Chapter 7 and Chapter 13--Unpaid Child or Spousal Support Lien on Your Home
One of the most important distinctions between these consumer bankruptcy options are how they help or don’t help with support arrearage debt.
Support Liens
If you are behind on your child or spousal support payments and you own a home, most likely there is a lien on that home for that unpaid support debt. This means that your ex-spouse (or the support enforcement agency in his or her name) may be able to foreclose on your home through that lien. In any event, the lien is a cloud on your title, very likely hurting your credit and potentially jeopardizing your ability to refinance or sell the home.
The support lien came about one of two ways (or possibly both).
First, your divorce decree is usually in the form of a court judgment, and so creates a continuous judgment lien for whatever amounts is then outstanding on the court-ordered support obligation. Each month that you fall further behind on support payments increases the amount of the debt that is secured by the judgment lien.
Second, under most state laws falling behind on support payments is itself grounds for your ex-spouse or support enforcement agency to record a support lien on any real estate that you own. This support lien often gives the ex-spouse or agency greater ammunition against you than a simple judgment lien would.
The Sacredness of Support Obligations in Bankruptcy
What bankruptcy can do for you if you are behind on support payments is limited, but what it can do could still be extremely helpful to you.
Support debts are treated with great deference by the bankruptcy laws. You can’t write off any child or spousal support through bankruptcy, either the regular monthly payments or any accrued unpaid support. That’s true of both Chapter 7 “straight bankruptcy” and Chapter 13 “adjustment of debts” types of bankruptcy. Only the divorce court can change the amount of your ongoing support payment. These courts essentially only do so as to future payments, so they don’t relieve you of any accumulation of prior support payments.
Ongoing Support
In addition neither Chapter 7 nor 13 can stop collection of ongoing monthly support. Again, only the divorce court has power over that. Bankruptcy Court is a federal court, and under our federalist system of government domestic relations matters are left to the state courts. In matters such as child and spousal support the federal bankruptcy courts simply don’t intervene.
Protection from Support Lien Enforcement of the Accrued Arrearage
While Chapter 7 doesn’t provide any protection from support collection efforts on accrued support arrearage, Chapter 13 does.
If you owe a chunk of support arrearage, filing a Chapter 7 case is not going to stop or delay any enforcement of a support lien against your home based on that support arrearage debt. But filing a Chapter 13 case instead is completely different. If there’s a support lien on your home that is under threat of being foreclosed, Chapter 13 stops that at once.

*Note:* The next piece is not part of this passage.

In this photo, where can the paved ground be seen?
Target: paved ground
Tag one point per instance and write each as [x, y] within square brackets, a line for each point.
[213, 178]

More importantly, if you play by the rules you will be protected from a support lien foreclosure AND all other support enforcement actions against you and your home during the full three to five years that the Chapter 13 case is active. Best of all, you have this three-to-five year period to catch up on the unpaid support payments so that by the end of the case you are current on your support. If the support lien on your home was imposed for being late on support payments, when you’re current that lien will come off your home’s title.
Playing by the Rules
Recall that even Chapter 13 doesn’t stop collection of ongoing monthly support payments. So you have to continue paying those if your divorce decree obligates you to.
Indeed it’s absolutely crucial that you pay those regular monthly payments (unless and until you reduce or eliminate that obligation through the divorce court). It’s crucial because if you don’t keep making those ongoing payments perfectly, your ex-spouse or support enforcement agency will have grounds to resume collection action on the support arrearage. That would include foreclosing on the lien against home and any of the other aggressive collection actions the law allows against you and your assets.
Beyond that, the rules also require your Chapter 13 court-approved payment plan to earmark enough money to pay off the entire support arrearage within the life of the payment plan. You must also actually pay the required payments into the payment plan throughout the life of the plan.
If you don’t do fulfill any of these obligations your ex-spouse or support enforcement agency will very likely ask the bankruptcy court for permission to collect on the support arrearage by foreclosing on the support lien or through other collection actions against you.
On the other hand, if you do play by these rules you get the advantages laid out above—a substantial amount of time to pay off the support arrearage, protection for your home (and other assets) from enforcement of the support lien, and under the right circumstances a release of that lien once you catch up on the support arrearage.